C. metuliferus is considered as the most primitive species of cultivated melons. It has been reported as potential genetic resources with resistance to many diseases lacking in cultivated melon and watermelon. However, the nature of viral resistance mechanism is remaining unknown. Hence, TSIPS and Shinshu University launched a genome analysis strategy for this topic. We expect to accomplish the genome sequencing and assembling, resistance associate polymorphic sequence selection, and functional analysis in the next three years, and furthermore using the new theoretical findings to formulate the application for antiviral varieties or plant vaccines.
C. metuliferus is one of Cucumis cultivated crops.
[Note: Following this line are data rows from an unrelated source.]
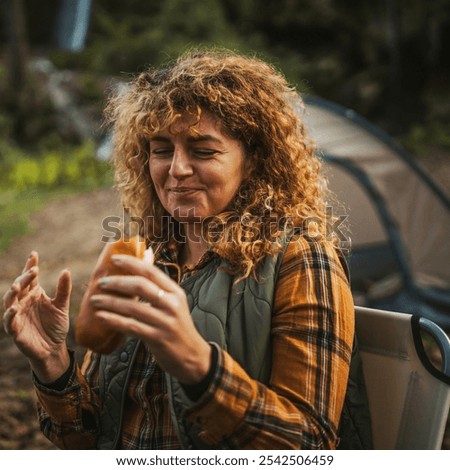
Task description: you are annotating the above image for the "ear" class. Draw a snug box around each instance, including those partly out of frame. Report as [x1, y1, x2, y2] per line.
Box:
[244, 154, 257, 180]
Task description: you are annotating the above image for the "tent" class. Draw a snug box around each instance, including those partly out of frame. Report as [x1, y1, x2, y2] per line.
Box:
[302, 97, 450, 330]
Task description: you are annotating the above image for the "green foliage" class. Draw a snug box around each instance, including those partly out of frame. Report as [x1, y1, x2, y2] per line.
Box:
[0, 141, 112, 191]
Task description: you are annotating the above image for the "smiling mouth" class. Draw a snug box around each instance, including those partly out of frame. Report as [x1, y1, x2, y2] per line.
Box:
[169, 188, 198, 194]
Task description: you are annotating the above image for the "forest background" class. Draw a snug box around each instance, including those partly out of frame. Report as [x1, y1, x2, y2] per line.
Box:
[0, 0, 450, 207]
[0, 0, 450, 449]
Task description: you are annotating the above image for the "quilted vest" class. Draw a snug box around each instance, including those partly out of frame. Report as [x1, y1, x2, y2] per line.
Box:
[97, 237, 370, 449]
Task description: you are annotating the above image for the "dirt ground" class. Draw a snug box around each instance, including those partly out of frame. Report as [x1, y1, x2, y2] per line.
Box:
[0, 155, 450, 449]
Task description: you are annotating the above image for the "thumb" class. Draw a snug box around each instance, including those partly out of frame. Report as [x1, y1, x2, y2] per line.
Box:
[52, 269, 72, 310]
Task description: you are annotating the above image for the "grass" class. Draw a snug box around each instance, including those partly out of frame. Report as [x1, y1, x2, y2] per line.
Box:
[0, 187, 98, 252]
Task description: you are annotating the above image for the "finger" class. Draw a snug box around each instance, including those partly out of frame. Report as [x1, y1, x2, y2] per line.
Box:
[90, 294, 161, 324]
[95, 310, 155, 338]
[3, 266, 39, 308]
[98, 275, 173, 308]
[22, 251, 39, 273]
[52, 269, 72, 310]
[111, 255, 180, 292]
[3, 307, 17, 336]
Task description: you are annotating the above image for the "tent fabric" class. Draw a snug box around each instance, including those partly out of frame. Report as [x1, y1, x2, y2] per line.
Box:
[301, 97, 450, 326]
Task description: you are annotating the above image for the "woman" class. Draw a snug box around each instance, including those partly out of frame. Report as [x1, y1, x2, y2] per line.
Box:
[4, 51, 370, 449]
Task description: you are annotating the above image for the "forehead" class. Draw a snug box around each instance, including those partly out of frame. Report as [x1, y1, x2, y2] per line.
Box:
[155, 111, 225, 137]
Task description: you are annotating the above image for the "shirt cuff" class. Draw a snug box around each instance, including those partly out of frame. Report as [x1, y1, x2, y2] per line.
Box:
[185, 349, 257, 445]
[31, 350, 75, 391]
[180, 344, 219, 401]
[33, 354, 90, 424]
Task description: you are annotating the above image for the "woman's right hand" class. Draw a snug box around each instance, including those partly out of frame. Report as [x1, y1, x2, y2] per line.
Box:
[3, 252, 72, 383]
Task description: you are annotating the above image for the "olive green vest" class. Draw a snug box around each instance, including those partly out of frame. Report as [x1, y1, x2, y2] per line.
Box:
[97, 242, 370, 449]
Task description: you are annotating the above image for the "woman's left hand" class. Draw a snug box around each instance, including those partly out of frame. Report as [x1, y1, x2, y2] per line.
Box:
[91, 255, 211, 385]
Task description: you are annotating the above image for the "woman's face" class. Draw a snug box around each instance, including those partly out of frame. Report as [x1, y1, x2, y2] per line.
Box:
[149, 113, 248, 223]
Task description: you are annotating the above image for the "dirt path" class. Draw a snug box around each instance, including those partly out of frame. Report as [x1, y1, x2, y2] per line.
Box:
[0, 190, 121, 449]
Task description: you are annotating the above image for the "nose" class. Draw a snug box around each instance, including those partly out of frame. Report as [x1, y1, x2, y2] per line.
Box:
[169, 146, 193, 179]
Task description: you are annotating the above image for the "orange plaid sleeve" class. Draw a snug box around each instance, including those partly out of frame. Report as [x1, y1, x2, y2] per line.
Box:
[34, 351, 100, 449]
[187, 237, 354, 449]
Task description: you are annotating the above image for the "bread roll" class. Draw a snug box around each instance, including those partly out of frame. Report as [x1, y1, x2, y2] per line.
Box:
[75, 236, 147, 354]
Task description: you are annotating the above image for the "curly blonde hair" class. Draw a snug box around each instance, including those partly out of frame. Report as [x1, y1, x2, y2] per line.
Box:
[105, 50, 338, 278]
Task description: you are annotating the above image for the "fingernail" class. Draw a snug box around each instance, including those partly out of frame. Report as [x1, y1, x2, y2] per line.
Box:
[98, 277, 110, 287]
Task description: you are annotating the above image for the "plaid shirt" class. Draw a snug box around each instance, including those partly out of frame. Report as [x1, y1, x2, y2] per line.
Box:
[35, 238, 354, 449]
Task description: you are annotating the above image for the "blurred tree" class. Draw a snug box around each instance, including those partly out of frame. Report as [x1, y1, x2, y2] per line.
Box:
[1, 0, 28, 137]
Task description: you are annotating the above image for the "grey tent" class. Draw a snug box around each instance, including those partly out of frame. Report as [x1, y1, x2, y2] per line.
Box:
[302, 97, 450, 329]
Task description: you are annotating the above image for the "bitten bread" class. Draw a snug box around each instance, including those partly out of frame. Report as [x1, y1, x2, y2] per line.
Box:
[75, 236, 147, 354]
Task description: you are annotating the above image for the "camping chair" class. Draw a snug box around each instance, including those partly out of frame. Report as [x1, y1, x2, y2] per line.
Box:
[355, 307, 450, 450]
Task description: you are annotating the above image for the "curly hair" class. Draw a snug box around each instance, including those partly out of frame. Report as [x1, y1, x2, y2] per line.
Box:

The fruit of C. metuliferus is covered with comprised stout, conical, blunt base and sharp stalk spines and becoming a bright orange color when it turns ripe. Fruit flesh is translucent green, mucilaginous with edible seeds. Hence, it is also known as African horned melon, Kiwano, spiny cucumber, or recently commonly named devil fruit. The crop is commercially grown for export in Kenya, New Zealand and Israel etc. C. metuliferus is also particular for its multiple resistances to virus and pest, therefore, has been regarded as a plant with huge genetic potential but not yet been fully exploited. Therefore, we are hoping this international cooperation would bring solid benefits to the exploration of useful genetic resources.
Figure legend: The ring-mottled, orange-color fruits of C. metuliferus, the African horned melon or commonly named devil fruit. The jelly-like embryo sac and edible seeds tasted like cucumber with little sour and sweet flavor. C. metuliferus is highly resistant to PRSV infection which is lacking in cultivated melon.